Mrs Liu saying that Erin is her second daughter: “Lucky for Meihua my number two daughter go to Harvard this year.” It made me appreciate her all the more and it poked the lump coal that sits where my heart should be and stirred up some warmth in me.
– Erin’s character is interesting for sure, but I got really annoyed at times because I felt she kept flaunting her intelligence in my face while also walking down the Bella Swan path of self-esteem. I realise that people and characters like this do exist and there is no shame in that, but there’s a fine line between what is acceptable and what is begging for the reader’s sympathy.
– The book made me feel stupid, which blows. I’m not a stupid person and I do try to be lenient when judging things, because there will always be stuff that I won’t understand due to not being a native speaker, but honestly, I didn’t enjoy some parts at all because of feeling stupid. It has been a while since I went to school and had actual classes in actual and there were a lot of things I wasn’t taught, so I didn’t really like seeing emotion-based pseudo-formulas that I simply couldn’t make sense of or having chem references flung in my face.
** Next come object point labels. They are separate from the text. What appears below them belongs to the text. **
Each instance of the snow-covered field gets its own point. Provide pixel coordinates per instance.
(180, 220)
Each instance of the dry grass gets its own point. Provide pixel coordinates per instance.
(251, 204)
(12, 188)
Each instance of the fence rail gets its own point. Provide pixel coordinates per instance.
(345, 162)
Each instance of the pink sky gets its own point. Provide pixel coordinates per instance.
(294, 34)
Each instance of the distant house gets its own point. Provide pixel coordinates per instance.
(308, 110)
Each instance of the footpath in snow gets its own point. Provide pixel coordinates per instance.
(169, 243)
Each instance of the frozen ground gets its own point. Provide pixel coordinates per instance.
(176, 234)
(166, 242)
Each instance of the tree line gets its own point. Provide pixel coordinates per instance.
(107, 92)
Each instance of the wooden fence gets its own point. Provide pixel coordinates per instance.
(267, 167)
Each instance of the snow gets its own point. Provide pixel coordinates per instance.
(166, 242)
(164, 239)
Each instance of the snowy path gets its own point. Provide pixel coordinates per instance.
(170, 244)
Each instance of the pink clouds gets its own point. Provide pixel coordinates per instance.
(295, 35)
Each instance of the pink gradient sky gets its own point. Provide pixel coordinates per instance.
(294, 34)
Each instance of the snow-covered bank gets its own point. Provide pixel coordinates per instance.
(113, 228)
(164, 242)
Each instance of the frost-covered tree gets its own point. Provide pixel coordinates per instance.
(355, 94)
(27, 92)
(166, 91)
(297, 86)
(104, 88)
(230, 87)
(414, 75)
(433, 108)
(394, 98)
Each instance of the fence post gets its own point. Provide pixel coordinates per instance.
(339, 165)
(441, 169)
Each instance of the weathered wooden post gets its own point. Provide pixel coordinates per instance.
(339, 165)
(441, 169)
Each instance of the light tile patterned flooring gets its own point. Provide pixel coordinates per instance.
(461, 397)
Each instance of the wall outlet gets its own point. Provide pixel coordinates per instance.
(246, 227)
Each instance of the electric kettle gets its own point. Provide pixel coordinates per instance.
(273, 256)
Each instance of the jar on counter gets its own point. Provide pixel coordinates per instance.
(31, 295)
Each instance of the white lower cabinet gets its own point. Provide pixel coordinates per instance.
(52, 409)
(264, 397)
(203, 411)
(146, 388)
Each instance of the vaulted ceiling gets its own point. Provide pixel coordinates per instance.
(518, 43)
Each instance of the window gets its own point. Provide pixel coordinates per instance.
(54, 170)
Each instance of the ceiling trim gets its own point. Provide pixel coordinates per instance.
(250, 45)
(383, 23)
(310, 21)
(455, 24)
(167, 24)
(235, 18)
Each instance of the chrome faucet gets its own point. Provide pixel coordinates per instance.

Or in one case dealing with an odd way of talking about first period (which was even explained in parentheses, so I just don’t understand why it had to be a special snowflake instead of making it simple and understandable for everyone).
It just made me feel like I was raised by wolves and am mentally challenged, which sounds harsh but like I said, I don’t appreciate feeling stupid, least of all caused by a book. It tore me out of the reading flow a couple of times, too, sadly.
– The pacing was odd. How many days did this book even span? A week? A lot has happened in that week, if that’s the case. Same for plot connection. It didn’t happen often, but I did get flustered a handful of times because I simply didn’t understand how one sentence had led to the next. It’s not a plothole issue as much as it is a strange and sometimes flaky narrative.
All in all, I did like it though and I did enjoy several parts of it. Especially the last third raised the other two from perdition — I kid, it would’ve been still ok if the book had continued in the same way throughout the last third, but still, it got a little better there.